Design Instagram - Interview Tips
Interview Approach Strategy
Step 1: Requirements Clarification (5-10 minutes)
Essential Questions to Ask
Functional Requirements:
- "What are the core features? Just photo sharing, or also stories, DMs, shopping?"
- "Do we need to support videos?"
- "Should we implement filters and effects?"
- "Do we need real-time features like live streaming?"
Scale Requirements:
- "How many users? 500M, 1B, 2B?"
- "How many photos/videos uploaded per day?"
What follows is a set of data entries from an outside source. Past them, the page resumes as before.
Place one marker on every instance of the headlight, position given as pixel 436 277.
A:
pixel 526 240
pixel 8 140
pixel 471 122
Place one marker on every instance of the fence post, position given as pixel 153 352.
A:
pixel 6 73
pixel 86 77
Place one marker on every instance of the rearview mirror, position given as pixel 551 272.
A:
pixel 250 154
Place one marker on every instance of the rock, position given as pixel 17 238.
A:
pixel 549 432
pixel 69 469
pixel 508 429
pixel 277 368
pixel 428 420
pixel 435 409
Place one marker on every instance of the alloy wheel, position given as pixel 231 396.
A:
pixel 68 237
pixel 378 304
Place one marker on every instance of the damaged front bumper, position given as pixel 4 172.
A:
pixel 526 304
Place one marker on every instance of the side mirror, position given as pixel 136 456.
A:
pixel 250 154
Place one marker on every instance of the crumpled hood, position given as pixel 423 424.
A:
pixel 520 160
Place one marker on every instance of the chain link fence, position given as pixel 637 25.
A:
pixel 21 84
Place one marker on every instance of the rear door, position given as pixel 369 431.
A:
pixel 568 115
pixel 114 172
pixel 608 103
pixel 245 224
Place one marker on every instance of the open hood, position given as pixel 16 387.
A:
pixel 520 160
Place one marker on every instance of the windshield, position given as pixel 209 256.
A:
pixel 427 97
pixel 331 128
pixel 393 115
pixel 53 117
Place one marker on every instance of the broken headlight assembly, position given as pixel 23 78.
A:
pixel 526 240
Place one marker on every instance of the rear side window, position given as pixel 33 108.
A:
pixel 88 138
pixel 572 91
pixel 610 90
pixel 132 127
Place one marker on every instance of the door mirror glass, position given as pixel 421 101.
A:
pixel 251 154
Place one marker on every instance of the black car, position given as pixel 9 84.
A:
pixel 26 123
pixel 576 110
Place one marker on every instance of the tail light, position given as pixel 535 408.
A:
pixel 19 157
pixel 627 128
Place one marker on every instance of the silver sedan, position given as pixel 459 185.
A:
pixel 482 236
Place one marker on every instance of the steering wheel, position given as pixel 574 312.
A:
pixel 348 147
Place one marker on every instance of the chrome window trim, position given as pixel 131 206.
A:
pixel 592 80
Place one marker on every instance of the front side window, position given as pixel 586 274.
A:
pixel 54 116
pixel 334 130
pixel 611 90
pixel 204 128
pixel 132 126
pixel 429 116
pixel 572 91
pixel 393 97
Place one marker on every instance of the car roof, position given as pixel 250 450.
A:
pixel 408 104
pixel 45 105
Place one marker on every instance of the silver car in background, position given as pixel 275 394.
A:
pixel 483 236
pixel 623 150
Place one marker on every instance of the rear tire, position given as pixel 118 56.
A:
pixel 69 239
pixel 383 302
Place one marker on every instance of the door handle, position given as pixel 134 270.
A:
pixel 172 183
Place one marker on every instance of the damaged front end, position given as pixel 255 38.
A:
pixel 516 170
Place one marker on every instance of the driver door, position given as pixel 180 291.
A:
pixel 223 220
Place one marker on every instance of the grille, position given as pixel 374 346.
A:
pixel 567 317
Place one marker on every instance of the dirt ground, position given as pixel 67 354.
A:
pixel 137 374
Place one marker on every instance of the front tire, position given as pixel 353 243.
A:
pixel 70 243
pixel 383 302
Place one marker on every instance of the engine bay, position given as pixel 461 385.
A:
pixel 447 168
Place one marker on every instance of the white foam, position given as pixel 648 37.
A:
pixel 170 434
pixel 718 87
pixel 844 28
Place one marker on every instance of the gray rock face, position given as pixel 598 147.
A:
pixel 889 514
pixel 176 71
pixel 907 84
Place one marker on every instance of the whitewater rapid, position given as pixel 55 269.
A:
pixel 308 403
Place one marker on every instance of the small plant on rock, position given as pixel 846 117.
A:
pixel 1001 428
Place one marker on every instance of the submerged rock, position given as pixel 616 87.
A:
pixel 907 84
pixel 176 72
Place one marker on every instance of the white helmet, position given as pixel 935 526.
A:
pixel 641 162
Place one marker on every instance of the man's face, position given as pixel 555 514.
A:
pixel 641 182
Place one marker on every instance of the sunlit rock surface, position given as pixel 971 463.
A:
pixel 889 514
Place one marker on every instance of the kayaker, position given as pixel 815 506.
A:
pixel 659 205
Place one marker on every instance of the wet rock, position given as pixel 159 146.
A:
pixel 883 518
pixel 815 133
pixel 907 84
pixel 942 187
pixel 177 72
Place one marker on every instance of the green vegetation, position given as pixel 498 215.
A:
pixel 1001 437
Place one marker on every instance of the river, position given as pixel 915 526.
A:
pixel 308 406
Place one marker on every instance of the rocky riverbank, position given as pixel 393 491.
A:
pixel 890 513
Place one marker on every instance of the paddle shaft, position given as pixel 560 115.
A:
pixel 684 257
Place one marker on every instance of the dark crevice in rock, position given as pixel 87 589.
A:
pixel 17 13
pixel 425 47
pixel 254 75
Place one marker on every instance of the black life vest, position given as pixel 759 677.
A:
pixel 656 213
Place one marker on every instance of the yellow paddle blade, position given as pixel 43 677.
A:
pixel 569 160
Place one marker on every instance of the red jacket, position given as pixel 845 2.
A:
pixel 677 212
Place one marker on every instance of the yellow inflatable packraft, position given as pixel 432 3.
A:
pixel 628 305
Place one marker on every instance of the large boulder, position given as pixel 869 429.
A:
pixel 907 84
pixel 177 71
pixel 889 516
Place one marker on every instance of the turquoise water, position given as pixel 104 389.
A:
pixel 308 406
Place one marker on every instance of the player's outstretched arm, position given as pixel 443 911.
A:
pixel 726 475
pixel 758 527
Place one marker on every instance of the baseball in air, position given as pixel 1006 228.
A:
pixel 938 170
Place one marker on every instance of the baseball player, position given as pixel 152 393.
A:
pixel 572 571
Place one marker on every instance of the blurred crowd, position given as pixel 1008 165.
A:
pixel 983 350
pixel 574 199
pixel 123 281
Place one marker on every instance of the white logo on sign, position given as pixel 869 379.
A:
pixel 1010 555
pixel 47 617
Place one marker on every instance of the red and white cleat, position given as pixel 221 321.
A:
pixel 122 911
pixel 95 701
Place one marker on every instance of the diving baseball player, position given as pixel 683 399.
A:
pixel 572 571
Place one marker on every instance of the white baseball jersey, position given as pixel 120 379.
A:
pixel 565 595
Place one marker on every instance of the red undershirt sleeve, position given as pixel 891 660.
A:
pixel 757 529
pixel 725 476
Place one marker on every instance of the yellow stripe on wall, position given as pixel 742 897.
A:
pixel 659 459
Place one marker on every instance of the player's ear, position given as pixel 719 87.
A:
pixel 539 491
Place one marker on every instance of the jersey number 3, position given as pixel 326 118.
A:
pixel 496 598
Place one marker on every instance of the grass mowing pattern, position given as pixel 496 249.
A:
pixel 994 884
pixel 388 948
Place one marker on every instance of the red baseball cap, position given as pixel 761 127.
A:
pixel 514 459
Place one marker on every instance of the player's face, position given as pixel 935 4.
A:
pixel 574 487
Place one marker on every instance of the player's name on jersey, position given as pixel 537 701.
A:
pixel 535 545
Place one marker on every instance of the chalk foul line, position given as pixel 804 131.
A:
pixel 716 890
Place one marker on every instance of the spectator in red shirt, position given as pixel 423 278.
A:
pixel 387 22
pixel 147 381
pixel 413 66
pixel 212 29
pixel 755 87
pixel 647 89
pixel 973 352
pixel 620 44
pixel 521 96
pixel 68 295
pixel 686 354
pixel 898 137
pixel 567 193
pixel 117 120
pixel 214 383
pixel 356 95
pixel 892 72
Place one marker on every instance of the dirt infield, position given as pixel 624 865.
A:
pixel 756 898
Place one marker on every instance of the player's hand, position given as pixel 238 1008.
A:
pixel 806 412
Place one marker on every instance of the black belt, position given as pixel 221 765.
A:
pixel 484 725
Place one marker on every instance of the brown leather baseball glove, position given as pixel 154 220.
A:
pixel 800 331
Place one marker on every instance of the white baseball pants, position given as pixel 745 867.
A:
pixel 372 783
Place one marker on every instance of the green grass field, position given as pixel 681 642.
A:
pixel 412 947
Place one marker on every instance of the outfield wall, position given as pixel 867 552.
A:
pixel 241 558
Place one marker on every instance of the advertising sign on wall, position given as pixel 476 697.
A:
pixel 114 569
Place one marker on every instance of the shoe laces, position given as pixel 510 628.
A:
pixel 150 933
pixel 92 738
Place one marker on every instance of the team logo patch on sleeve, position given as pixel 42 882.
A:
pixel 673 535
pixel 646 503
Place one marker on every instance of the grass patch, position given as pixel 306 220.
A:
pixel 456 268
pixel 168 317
- "What's the read-to-write ratio?"
- "What's acceptable latency for feed loads and uploads?"
Non-Functional Requirements:
- "What's the availability requirement? 99.9%, 99.95%?"
- "Do we need to support multiple regions?"
- "Are there compliance requirements (GDPR, CCPA)?"
- "What's the budget constraint?"Sample Clarification Dialog
Interviewer: "Design Instagram"
You: "Great! Let me clarify the requirements:
Core Features:
- Users can upload photos and videos
- Users can follow other users
- Users see a feed of posts from people they follow
- Users can like, comment, and share posts
- Should I include stories (24-hour content)?
Scale:
- Are we targeting Instagram's scale (2B users, 500M DAU)?
- Should I assume 100M photos and 50M videos per day?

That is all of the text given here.